Beta Alpha Psi - History

History

On April 17, 1896, the New York legislature established the Certified Public Accountant (CPA) designation. This designation in business encouraged a greater focus on accounting and commerce knowledge, and Beta Alpha Psi was formed in 1919 to promote the CPA rank on college campuses. Two years after the formation of the organization, all of the existing states adopted CPA regulations.

Beta Alpha Psi's beginnings relate to Hiram Scovill, class of 1908, an accounting professor, during his return to the University of Illinois in 1908. Several new honor societies and professional fraternities that had formed a few years before Scovill's return introduced students to the benefits of professional organizations.

Scovill set out to organize these benefits by first forming an accounting club on the campus. In 1917, Scovill, along with his junior colleague A.C. Littleton, accomplished this. Beta Alpha Psi emerged two years later. The first members were six students from Professor Scovill's CPA Problems course. The organization was founded on the three basic principles of scholarship, practicality, and sociability, and its initial objective was to stimulate cooperation and interest in accounting. One of its main purposes was to encourage and foster service as the basis of the accounting profession and to secure the highest ethical ideals in the practice of accountancy. On this multifaceted base, eleven students were initiated as active members of the organization on February 12, 1919. Professor Scovill was initiated as an honorary member.

In the original constitution for the University of Illinois chapter, the initiation fee was $10 and dues were an additional $2 per semester. Any member who was absent from a function without first being excused was charged 25 cents. Section I, Article IV, of the original constitution stated that any male person who was registered in third-year accounting, who contemplated a continuance in accounting work, and who had a junior class standing as shown by his college records was eligible for membership in the organization.

Nine of the eleven members became CPAs.
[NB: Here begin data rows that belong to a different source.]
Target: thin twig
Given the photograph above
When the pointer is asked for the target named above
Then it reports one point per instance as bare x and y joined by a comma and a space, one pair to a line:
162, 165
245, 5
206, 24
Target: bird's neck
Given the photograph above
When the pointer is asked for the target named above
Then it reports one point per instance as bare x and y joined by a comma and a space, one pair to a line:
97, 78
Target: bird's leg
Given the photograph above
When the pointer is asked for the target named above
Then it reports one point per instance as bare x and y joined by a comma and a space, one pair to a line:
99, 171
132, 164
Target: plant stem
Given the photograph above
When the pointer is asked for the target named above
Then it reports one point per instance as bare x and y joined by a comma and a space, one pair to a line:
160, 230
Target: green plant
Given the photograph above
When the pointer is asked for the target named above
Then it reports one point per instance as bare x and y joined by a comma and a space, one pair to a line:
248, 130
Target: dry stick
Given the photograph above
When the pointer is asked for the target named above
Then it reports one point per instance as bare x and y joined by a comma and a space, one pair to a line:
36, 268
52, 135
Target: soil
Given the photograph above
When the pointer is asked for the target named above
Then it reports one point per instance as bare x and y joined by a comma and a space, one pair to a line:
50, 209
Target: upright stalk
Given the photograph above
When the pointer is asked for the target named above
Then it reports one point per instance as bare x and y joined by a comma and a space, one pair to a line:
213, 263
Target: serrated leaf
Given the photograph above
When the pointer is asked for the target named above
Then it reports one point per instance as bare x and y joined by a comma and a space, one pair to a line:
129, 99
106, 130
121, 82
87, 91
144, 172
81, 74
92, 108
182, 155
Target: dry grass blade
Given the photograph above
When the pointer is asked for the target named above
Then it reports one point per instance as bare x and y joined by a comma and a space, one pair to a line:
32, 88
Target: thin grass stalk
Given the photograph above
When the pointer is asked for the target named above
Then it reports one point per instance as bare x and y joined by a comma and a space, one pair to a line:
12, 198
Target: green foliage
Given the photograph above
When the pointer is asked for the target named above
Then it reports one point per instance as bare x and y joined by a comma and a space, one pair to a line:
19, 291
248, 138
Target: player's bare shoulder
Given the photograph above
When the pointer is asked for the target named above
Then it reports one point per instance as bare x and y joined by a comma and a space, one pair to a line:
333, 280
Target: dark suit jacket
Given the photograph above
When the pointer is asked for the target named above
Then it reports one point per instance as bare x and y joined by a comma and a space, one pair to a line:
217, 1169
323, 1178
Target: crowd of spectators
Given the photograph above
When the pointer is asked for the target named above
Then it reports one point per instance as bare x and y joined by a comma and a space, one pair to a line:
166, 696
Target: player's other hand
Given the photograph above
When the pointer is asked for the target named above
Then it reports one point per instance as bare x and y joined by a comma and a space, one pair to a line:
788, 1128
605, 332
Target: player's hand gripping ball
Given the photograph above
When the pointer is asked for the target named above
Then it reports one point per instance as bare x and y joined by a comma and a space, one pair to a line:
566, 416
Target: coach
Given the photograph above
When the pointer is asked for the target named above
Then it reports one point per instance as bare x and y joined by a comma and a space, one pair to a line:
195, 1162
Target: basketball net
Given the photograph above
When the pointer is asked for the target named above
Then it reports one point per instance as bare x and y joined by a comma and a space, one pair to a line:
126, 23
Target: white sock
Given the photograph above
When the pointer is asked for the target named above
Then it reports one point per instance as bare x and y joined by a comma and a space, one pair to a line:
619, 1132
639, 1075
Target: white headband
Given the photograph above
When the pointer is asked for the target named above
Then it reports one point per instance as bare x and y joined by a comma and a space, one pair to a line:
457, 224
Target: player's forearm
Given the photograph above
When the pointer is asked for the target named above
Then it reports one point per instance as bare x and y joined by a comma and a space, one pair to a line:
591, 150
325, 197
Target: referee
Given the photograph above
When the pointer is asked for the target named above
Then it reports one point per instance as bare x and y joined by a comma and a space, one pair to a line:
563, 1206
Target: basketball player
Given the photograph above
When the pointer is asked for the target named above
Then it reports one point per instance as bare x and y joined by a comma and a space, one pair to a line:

By 1939, only one of the original eleven members, the first president Russell Morrision, was a practicing CPA. Morrision was actively involved in the American Accounting Association. In 1964, he, along with eight other leading accounting professors, was selected to serve on the "Committee to Prepare a Statement of Basic Accounting Theory," which provided major contributions to American accounting thought. In February 1921, Beta Alpha Psi officially became a national organization after it adopted a national constitution. Less than nine years later, the organization boasted 900 members, and on November 8, 1950, Jeannie Skelton, the first female member of Beta Alpha Psi, was inducted into Miami University (Ohio) chapter.